The TWEAK parameter,
available with the FPE algorithm only, can mask identical strings
within source values by using other strings within each source value
to influence the masking process. For example, for two source values
such as ABC-123 and DEF-123, the TWEAK parameter can mask the 123
string in each value by using the preceding string to produce the
masked values ABC-981 and DEF-704.
While the
FPE algorithm offers an industry standard level of encryption, consider
using the default algorithm when your data does not require such encryption.
The most significant differences between the two algorithms are the
degree of varied masking patterns, the time that is required to complete
the masking effort, and the strength of the masked results. The default
algorithm usually outperforms the FPE algorithm in processing time,
as the FPE algorithm in most cases takes more time to complete. The
complexity of the input data can add more time to the masking operation
of the FPE algorithm, depending on the amount of parallel processing
and I/O being performed.
Examples
- Account numbers
- Masking account numbers might require that the account number
format is maintained while producing repeatable results for testing.

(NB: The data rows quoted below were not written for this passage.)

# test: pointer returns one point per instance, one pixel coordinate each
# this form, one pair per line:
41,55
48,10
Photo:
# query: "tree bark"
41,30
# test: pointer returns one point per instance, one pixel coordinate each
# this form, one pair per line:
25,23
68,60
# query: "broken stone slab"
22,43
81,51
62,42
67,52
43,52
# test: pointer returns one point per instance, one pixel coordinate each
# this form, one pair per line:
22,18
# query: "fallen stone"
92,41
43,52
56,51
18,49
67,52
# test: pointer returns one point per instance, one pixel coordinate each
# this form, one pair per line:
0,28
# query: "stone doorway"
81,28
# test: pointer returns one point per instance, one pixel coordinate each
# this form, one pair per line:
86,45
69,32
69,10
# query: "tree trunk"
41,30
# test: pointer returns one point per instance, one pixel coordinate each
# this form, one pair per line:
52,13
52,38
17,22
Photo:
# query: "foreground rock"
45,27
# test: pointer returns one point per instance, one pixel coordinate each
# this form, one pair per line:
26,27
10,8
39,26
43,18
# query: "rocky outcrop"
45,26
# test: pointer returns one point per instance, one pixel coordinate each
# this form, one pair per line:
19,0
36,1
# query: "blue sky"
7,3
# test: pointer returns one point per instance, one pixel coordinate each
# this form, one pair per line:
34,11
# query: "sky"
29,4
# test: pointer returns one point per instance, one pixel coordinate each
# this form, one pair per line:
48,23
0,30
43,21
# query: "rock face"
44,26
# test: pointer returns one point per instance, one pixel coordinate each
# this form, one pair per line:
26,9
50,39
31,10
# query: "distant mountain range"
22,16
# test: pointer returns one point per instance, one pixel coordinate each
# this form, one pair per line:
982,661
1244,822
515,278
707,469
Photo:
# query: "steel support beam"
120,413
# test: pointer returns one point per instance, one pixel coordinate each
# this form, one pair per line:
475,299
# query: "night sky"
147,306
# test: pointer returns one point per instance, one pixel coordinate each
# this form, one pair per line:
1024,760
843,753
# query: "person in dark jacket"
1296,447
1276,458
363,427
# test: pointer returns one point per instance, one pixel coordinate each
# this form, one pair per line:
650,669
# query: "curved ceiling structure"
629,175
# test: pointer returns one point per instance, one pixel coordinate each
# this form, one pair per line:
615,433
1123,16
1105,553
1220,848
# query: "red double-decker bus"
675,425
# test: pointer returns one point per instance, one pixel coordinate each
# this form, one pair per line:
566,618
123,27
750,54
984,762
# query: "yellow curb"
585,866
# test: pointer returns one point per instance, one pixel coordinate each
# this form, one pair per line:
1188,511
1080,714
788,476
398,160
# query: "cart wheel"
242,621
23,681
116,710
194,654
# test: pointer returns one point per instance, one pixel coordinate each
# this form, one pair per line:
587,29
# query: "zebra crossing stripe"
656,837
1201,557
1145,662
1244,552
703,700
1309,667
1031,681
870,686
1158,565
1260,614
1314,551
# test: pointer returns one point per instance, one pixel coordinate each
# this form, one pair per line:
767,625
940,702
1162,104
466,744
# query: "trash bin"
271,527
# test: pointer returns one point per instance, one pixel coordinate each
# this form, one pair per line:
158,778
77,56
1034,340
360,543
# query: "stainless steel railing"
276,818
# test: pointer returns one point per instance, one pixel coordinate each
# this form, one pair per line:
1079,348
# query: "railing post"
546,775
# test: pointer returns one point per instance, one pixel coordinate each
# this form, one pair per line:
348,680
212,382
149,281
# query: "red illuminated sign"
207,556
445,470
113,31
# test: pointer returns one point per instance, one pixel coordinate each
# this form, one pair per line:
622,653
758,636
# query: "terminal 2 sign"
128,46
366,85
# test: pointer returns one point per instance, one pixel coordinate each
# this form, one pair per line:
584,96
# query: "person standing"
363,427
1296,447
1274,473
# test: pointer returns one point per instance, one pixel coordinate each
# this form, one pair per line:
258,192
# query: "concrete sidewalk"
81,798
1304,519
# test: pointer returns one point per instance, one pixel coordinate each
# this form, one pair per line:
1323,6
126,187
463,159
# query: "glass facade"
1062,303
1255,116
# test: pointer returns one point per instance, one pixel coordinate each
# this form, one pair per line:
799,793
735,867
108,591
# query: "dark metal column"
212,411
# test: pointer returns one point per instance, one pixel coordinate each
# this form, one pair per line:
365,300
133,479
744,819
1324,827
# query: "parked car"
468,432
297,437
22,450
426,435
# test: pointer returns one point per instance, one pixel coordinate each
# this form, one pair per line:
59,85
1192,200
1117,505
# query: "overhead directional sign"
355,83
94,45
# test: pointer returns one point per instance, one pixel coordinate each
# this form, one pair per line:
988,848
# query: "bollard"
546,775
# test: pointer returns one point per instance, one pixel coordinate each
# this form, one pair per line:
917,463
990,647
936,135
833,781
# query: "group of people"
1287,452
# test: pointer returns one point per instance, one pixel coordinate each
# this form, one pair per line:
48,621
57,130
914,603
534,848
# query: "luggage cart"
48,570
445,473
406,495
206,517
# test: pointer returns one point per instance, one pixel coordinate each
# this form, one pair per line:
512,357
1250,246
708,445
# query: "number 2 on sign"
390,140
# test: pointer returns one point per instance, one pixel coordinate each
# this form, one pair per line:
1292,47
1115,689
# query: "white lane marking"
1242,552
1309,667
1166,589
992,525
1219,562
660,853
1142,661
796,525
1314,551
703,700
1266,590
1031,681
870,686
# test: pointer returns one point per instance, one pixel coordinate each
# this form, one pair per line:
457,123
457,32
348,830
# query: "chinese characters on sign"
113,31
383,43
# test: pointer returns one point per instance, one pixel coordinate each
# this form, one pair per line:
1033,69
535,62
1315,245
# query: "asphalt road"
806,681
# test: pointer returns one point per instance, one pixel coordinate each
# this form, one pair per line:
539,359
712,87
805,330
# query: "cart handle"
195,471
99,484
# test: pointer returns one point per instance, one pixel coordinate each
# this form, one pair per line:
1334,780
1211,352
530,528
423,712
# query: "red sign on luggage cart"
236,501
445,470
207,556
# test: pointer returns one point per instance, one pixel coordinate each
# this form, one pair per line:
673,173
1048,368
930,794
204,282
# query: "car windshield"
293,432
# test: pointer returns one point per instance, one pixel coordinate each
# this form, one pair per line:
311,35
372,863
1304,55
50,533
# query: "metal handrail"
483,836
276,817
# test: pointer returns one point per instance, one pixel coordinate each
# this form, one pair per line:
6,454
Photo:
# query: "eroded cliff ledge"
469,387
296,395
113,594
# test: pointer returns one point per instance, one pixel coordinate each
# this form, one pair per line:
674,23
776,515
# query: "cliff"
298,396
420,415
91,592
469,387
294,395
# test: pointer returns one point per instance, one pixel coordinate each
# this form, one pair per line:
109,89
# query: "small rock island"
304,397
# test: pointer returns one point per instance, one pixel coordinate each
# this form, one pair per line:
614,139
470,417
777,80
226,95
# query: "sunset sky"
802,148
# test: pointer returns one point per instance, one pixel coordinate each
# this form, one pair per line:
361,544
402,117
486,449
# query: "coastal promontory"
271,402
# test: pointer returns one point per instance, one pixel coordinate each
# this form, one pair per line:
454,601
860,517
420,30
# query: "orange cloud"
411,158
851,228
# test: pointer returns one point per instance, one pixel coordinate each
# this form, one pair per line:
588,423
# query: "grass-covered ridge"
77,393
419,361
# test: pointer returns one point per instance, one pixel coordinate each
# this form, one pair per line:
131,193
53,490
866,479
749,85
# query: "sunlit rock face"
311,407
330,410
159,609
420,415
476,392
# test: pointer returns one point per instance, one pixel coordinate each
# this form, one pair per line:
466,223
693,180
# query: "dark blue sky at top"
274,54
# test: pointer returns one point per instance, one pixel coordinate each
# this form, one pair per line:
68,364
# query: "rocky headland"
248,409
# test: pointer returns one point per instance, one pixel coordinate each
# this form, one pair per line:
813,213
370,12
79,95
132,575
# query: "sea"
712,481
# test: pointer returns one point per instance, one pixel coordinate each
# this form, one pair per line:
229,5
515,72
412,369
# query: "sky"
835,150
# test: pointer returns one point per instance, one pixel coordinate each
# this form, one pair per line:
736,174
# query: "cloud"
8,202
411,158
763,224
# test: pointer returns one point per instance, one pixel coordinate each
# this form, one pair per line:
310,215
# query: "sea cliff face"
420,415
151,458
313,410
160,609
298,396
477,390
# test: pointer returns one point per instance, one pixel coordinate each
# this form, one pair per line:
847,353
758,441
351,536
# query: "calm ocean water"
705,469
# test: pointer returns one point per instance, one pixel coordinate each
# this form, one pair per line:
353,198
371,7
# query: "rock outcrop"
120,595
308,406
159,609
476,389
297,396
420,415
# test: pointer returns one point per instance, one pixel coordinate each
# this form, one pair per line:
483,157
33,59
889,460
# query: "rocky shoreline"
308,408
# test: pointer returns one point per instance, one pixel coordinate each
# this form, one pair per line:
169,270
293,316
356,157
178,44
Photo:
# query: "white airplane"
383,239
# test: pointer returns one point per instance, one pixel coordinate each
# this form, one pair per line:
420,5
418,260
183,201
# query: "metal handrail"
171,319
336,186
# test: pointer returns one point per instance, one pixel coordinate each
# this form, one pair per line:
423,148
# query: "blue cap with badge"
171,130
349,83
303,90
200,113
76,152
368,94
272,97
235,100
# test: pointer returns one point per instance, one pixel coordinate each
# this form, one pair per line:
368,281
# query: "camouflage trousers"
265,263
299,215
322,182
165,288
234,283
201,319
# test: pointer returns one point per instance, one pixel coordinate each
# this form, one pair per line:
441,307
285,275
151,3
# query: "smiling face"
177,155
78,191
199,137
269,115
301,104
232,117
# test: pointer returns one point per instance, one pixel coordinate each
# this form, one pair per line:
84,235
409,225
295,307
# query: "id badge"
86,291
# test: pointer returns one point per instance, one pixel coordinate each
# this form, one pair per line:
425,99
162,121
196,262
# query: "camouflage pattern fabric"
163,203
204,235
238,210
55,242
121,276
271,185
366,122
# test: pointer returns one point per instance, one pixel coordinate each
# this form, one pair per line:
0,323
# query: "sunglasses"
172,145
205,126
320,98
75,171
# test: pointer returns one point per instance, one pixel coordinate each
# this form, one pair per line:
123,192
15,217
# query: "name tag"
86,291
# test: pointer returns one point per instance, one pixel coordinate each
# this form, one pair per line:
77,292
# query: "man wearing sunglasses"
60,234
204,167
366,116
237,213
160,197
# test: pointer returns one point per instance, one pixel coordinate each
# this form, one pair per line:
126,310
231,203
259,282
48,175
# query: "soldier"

To meet these requirements, you might use the following syntax:
pro=aff, algo=fpe, mtd=rep, key="Xyz123", rule=num, whenmatch=prefix(“33”),
flddef1=(name=acctnbr, datatype=varchar_sz )
This example
uses the following parameters:
- ALGO=FPE
- The FPE algorithm offers a high level of encryption and produces
masked values that are much less likely to reveal the original source
value than the default.
- MTD=REP
- This parameter produces consistent target values when the same
data is processed multiple times.
- KEY="fpekey123"
- This parameter provides the case-sensitive encryption key for
the FPE algorithm. To produce repeatable results, use the same key
value.
- RULE=NUM
- This parameter ensures that numeric source values produce numeric
target values.
- WHENMATCH=PREFIX
- This parameter prevents identical source and target values by
adding a prefix to target values that match the source.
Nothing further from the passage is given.